Les coups portés au syndicalisme et aux institutions représentatives, mais aussi les résultats électoraux ont, de fait, précipité une prise de conscience. L’Ugict s’y est inscrite en déterminant pour sa part dix-sept lieux à très haute concentration de cadres, d’ingénieurs et de techniciens. La démarche, estime Caroline Blanchot, secrétaire de l’Ugict, a bénéficié d’une double dynamique : « Il s’est passé deux choses décisives : d’une part, une adéquation avec une soif de rencontres militantes dans les territoires, et une volonté d’échanges. Cela devrait pouvoir faire bouger les lignes classiques des structures syndicales entre l’entreprise et son environnement social, entre profession et territoire, pour travailler mieux et davantage ensemble. D’autre part, elle nous a permis à nous, Ugict, de jouer notre rôle en réalisant des “zooms” profession par profession, territoire par territoire, sur les réalités du spécifique. »
Car une chose est de constater qu’il y a « de plus en plus de cadres », et une toute autre est de pointer les lieux de travail où ils se retrouvent par dizaines de milliers. Ces zooms permettent alors de peaufiner les plans de travail des organisations territoriales, qui, tout excellents qu’ils paraissent, peuvent comporter des blancs, des trous, qui correspondent en fait à des populations de salariés avec lesquels on pense qu’« on ne sait pas faire » et qu’« on n’aura pas de résultat ».

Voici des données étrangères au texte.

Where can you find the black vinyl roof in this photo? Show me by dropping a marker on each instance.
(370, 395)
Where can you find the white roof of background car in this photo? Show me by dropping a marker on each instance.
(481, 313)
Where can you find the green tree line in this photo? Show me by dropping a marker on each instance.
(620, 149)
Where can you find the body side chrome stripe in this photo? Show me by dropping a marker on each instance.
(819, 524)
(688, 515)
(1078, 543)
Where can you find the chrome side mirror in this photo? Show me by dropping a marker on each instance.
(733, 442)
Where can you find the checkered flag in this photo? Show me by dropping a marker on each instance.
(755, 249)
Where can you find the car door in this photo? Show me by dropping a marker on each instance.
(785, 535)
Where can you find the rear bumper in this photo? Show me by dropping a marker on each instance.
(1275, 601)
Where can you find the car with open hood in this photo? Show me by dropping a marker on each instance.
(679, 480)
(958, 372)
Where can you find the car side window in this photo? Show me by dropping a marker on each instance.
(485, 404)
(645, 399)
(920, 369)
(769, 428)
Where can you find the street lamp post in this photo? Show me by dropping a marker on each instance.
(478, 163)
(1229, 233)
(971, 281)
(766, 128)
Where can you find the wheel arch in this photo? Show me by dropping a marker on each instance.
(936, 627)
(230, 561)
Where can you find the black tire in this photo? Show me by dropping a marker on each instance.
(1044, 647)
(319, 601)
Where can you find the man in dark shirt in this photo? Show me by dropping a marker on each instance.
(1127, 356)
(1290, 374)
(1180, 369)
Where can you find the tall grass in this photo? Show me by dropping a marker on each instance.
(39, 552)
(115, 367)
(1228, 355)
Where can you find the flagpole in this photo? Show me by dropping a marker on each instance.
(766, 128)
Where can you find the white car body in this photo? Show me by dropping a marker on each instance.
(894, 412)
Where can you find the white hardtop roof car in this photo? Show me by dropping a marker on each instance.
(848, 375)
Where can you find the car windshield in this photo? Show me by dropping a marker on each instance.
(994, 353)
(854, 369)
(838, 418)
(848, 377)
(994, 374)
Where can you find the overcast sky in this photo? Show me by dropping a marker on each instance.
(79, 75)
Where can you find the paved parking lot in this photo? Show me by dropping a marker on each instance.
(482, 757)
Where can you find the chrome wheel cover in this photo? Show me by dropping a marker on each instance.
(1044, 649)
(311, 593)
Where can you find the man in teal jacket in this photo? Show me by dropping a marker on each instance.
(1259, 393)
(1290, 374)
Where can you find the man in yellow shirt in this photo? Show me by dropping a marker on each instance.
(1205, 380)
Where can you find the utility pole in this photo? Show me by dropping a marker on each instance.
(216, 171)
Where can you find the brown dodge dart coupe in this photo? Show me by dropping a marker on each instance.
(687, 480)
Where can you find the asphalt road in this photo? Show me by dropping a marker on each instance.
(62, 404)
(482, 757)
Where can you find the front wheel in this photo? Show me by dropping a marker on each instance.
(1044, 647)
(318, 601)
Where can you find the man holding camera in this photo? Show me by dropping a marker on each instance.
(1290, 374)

L’outil a d’autant plus favorisé la réflexion, notamment lors des journées d’été de Gif-sur-Yvette, qu’il a été perçu comme une aide fournie aux organisations et non comme une leçon administrée. Pour Caroline Blanchot, ces échanges ont favorisé l’émergence de deux éléments dans les débats : « D’abord, on ignore trop souvent qu’il existe nombre d’entreprises où la Cgt a remporté les élections grâce au vote des cadres, ce qui bat en brèche toute idée d’un fatalisme sociologique. Ensuite, raisonner en termes de zones à forte densité de cadres plutôt que de villes favorise la synergie entre structures syndicales. On voit ainsi fonctionner des sortes d’organisations tripartites avec la fédération, le territoire et la confédération, et l’Ugict, qui se présentent sur le terrain comme visibles, pérennes, à l’écoute, en manifestant clairement la volonté d’un syndicalisme utile et rassembleur. »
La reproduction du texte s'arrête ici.